A video production company has 2.3 TB of files across 14,000 items dumped into a flat "Downloads" and "Projects" folder over two years. Camera footage sits next to client contracts, temporary exports next to final deliverables, and five versions of the same file have names like "final_v2_REAL_final.mp4". Finding a specific client's raw footage means scrolling through thousands of files. Last week, an editor accidentally sent a client the wrong project's footage because the filenames were so similar.

The Solution

Using file-organizer to classify and sort files by type, date, and naming patterns, combined with batch-processor to handle the volume efficiently, the company transforms a chaotic flat directory into a structured archive in under 20 minutes.

Step-by-Step Walkthrough

1. Scan and classify all files

Analyze the entire directory to build a manifest of file types, sizes, dates, and naming patterns.

Scan /data/projects/ recursively and classify all 14,000 files. Group them by: file type (video, audio, image, document, project file), creation date, detected client name from filename patterns, and file size. Output a manifest to /reports/file_manifest.csv with columns for path, type, size, date, and suggested destination folder.

The scan produces a breakdown that reveals the scope of the disorganization:

File Classification Report — /data/projects/
=============================================
Total files scanned: 14,012
Total size:          2.31 TB

By type:
  Video  (.mp4, .mov, .mxf)     4,218 files    1.64 TB   (71.0%)
  Audio  (.wav, .mp3, .aac)     1,837 files    142 GB    ( 6.0%)
  Image  (.png, .jpg, .tiff)    4,102 files    189 GB    ( 8.0%)
  Document (.pdf, .docx)          923 files      2.1 GB  ( 0.1%)
  Project (.prproj, .aep, .blend) 614 files     38 GB    ( 1.6%)
  Other / unclassified           2,318 files    308 GB   (13.3%)

Duplicates detected:             1,804 files    341 GB
Clients identified:              23 unique client names
Date range:                      2024-01-14 to 2026-02-19

This report immediately shows that nearly 15% of the storage is consumed by duplicates and that over 2,300 files could not be classified by filename alone, meaning they will need manual triage or more aggressive pattern matching.

2. Define organization rules and folder structure

Create a rule set that maps file classifications to a clean directory hierarchy.

Set up file organization rules: video files (.mp4, .mov, .mxf) go to /archive/{client}/{year}/{project}/footage/, audio files go to /archive/{client}/{year}/{project}/audio/, project files (.prproj, .aep, .blend) go to /archive/{client}/{year}/{project}/projects/, documents (.pdf, .docx) go to /archive/{client}/{year}/contracts/. Extract client name from the first segment of the filename before the underscore.
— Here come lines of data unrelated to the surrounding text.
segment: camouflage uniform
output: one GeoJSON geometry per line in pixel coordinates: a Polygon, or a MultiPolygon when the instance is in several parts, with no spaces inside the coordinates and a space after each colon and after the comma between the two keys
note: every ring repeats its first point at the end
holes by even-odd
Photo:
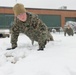
{"type": "MultiPolygon", "coordinates": [[[[31,40],[35,40],[39,44],[39,49],[44,49],[48,37],[47,26],[38,18],[38,15],[26,12],[27,20],[22,22],[17,18],[11,28],[12,47],[17,47],[19,33],[24,33],[31,40]]],[[[53,39],[53,37],[51,37],[53,39]]]]}
{"type": "Polygon", "coordinates": [[[65,28],[65,30],[64,30],[64,36],[66,36],[66,34],[68,34],[69,36],[70,35],[74,35],[74,33],[73,33],[73,29],[72,28],[65,28]]]}

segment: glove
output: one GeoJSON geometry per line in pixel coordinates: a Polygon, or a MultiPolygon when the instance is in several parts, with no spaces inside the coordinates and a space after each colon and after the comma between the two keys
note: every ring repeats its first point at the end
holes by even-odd
{"type": "MultiPolygon", "coordinates": [[[[17,46],[16,46],[16,47],[17,47],[17,46]]],[[[7,48],[6,50],[12,50],[12,49],[15,49],[16,47],[7,48]]]]}

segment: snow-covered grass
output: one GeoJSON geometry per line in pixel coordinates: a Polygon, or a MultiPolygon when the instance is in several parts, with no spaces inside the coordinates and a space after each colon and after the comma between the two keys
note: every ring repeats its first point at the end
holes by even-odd
{"type": "Polygon", "coordinates": [[[15,50],[6,50],[10,38],[0,38],[0,75],[76,75],[76,34],[51,34],[54,41],[44,51],[37,51],[38,43],[32,45],[23,34],[15,50]]]}

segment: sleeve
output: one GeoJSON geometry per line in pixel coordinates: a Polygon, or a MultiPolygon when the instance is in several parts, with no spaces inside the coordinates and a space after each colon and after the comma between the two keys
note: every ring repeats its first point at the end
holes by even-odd
{"type": "Polygon", "coordinates": [[[17,23],[14,23],[14,25],[11,28],[11,44],[12,44],[12,47],[17,46],[18,36],[19,36],[19,28],[17,26],[17,23]]]}
{"type": "Polygon", "coordinates": [[[64,30],[64,36],[66,36],[67,29],[64,30]]]}

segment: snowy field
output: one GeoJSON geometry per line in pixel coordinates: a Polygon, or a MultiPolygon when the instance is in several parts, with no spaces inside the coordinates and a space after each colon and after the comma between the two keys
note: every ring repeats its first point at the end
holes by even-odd
{"type": "Polygon", "coordinates": [[[0,38],[0,75],[76,75],[76,34],[51,33],[54,41],[44,51],[37,51],[28,37],[20,34],[18,47],[11,47],[10,38],[0,38]]]}

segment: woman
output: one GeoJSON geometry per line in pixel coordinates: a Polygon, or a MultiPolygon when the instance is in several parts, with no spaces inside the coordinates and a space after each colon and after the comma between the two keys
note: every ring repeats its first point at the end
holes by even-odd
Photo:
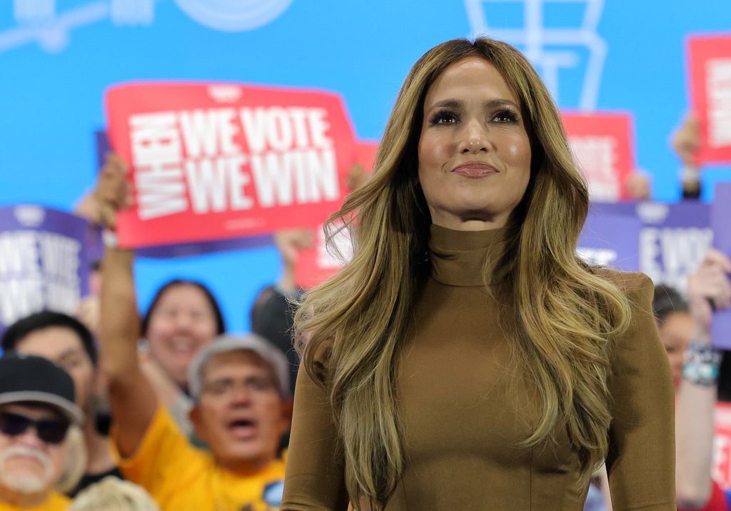
{"type": "Polygon", "coordinates": [[[574,249],[588,209],[545,86],[487,39],[407,76],[352,261],[306,294],[282,510],[675,510],[673,386],[640,274],[574,249]]]}
{"type": "Polygon", "coordinates": [[[655,288],[653,309],[673,369],[675,409],[675,495],[681,511],[727,511],[711,478],[720,355],[711,346],[712,308],[727,309],[731,261],[711,249],[688,277],[688,302],[673,288],[655,288]]]}

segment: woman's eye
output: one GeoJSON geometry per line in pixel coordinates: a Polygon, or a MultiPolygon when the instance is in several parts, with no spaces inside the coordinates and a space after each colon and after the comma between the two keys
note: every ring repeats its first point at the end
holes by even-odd
{"type": "Polygon", "coordinates": [[[506,123],[518,122],[518,114],[512,110],[501,110],[493,116],[493,121],[506,123]]]}
{"type": "Polygon", "coordinates": [[[459,122],[459,116],[454,112],[442,110],[431,116],[429,124],[432,126],[439,124],[455,124],[459,122]]]}

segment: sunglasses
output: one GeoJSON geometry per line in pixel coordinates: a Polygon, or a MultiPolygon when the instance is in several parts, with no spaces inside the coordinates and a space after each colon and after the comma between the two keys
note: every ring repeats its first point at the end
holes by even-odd
{"type": "Polygon", "coordinates": [[[38,438],[46,444],[61,444],[66,439],[66,433],[71,425],[68,421],[56,419],[34,420],[24,415],[9,411],[0,411],[0,433],[8,436],[22,435],[33,427],[38,438]]]}

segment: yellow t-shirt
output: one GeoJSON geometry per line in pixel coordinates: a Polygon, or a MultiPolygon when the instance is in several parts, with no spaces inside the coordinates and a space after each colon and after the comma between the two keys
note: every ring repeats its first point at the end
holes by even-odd
{"type": "Polygon", "coordinates": [[[71,501],[60,493],[53,493],[43,504],[35,507],[18,507],[0,501],[0,511],[66,511],[71,501]]]}
{"type": "Polygon", "coordinates": [[[162,511],[276,511],[281,500],[283,460],[254,476],[234,475],[192,447],[162,406],[137,452],[117,457],[124,477],[146,489],[162,511]]]}

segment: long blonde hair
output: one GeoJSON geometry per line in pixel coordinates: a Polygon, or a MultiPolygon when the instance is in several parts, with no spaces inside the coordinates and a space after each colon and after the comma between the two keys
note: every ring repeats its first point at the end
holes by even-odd
{"type": "Polygon", "coordinates": [[[420,282],[428,272],[428,209],[417,184],[417,146],[424,97],[450,64],[479,56],[494,65],[521,102],[531,138],[531,180],[507,229],[499,293],[510,307],[520,363],[540,398],[532,446],[567,431],[582,481],[607,450],[611,419],[607,340],[627,327],[627,299],[577,259],[588,208],[550,95],[526,58],[486,38],[439,45],[414,64],[401,87],[372,178],[331,217],[354,244],[350,262],[306,294],[295,318],[306,370],[329,392],[353,504],[381,507],[404,469],[396,404],[401,342],[420,282]],[[305,340],[306,339],[306,342],[305,340]]]}

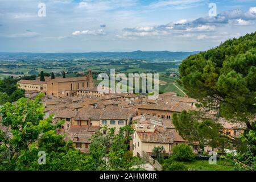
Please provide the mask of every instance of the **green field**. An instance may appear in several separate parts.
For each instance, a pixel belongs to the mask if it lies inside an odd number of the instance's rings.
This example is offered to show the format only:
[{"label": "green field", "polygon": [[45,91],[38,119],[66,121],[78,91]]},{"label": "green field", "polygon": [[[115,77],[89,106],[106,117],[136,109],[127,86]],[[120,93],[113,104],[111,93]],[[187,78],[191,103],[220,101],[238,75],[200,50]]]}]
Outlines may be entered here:
[{"label": "green field", "polygon": [[[176,84],[177,85],[177,84]],[[178,86],[178,85],[177,85]],[[180,87],[179,86],[178,86]],[[182,88],[180,88],[181,89]],[[176,93],[179,96],[184,96],[184,94],[179,90],[173,84],[168,84],[166,85],[159,85],[159,92],[166,93],[168,92],[172,92]]]},{"label": "green field", "polygon": [[167,83],[172,83],[177,81],[177,79],[178,78],[177,77],[171,77],[166,75],[159,75],[159,80],[163,80]]},{"label": "green field", "polygon": [[217,161],[217,164],[210,165],[208,160],[196,160],[191,162],[183,162],[191,171],[232,171],[234,167],[222,160]]}]

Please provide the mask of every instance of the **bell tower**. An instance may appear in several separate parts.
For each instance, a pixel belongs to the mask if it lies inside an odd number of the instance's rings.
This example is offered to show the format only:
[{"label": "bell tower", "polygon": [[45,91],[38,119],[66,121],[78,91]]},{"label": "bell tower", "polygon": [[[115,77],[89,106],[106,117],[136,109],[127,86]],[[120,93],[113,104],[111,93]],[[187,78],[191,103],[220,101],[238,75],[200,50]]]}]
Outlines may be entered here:
[{"label": "bell tower", "polygon": [[92,75],[92,69],[88,69],[87,76],[89,79],[89,87],[94,87],[94,82],[93,81],[93,78]]}]

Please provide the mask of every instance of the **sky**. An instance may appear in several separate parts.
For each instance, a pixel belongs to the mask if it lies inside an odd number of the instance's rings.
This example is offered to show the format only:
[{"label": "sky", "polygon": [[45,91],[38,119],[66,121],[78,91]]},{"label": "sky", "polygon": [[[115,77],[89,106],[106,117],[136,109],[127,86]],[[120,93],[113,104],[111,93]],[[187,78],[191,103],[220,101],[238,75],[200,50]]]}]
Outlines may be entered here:
[{"label": "sky", "polygon": [[256,0],[0,0],[0,52],[205,51],[255,31]]}]

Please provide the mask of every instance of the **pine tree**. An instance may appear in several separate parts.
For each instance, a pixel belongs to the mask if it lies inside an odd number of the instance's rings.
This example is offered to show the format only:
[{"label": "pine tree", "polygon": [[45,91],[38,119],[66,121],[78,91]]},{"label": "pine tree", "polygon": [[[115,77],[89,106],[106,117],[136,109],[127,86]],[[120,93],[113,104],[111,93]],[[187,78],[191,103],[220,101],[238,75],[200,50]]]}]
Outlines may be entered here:
[{"label": "pine tree", "polygon": [[44,79],[44,73],[43,71],[41,71],[41,73],[40,73],[40,81],[45,81]]},{"label": "pine tree", "polygon": [[54,76],[54,73],[53,72],[52,72],[51,78],[52,79],[55,78],[55,76]]}]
Rename files to follow the pattern {client}{project}{type}_{sequence}.{ext}.

3. Execute the batch move with conflict resolution

Process all 14,000 files through the rules, handling duplicates and edge cases.

Use batch-processor to move all 14,000 files according to the rules. For duplicates: compare file hashes and skip exact duplicates (log them to /reports/duplicates.csv), keep the newer version for near-duplicates with similar names. Process in batches of 500 files with a dry-run first that outputs planned moves to /reports/dry_run.csv. After review, execute the actual moves.

4. Generate a searchable index and cleanup report

Build a final index of the organized archive and report on space recovered from duplicates.

Generate a searchable JSON index of the final archive structure at /archive/index.json. Include a summary report: total files organized, duplicates removed, space recovered, files that could not be classified (moved to /archive/_unsorted/), and a breakdown by client showing total storage used per client.

Real-World Example

The production company ran the pipeline on a Saturday morning. The scan identified 14,000 files totaling 2.3 TB, of which 1,800 were exact duplicates consuming 340 GB. After the dry-run review confirmed the moves looked correct, the batch processor reorganized everything into a clean client/year/project hierarchy in 18 minutes. The team recovered 340 GB of duplicate storage, and the editor who had been spending 15 minutes per day searching for files now finds anything in seconds using the searchable index.

Tips

  • Always run the dry-run step and review it before executing. Even well-tested rules can misclassify files when client naming conventions are inconsistent.
  • Hash-based duplicate detection (SHA-256) is reliable for exact matches but will not catch re-encoded videos. For video dedup, compare duration and resolution metadata instead.
  • Schedule the scan to run monthly on new files dropped into an inbox folder so the archive stays organized without manual intervention.
  • Back up the file manifest CSV before each run. If a move goes wrong, the manifest is your map for restoring the original layout.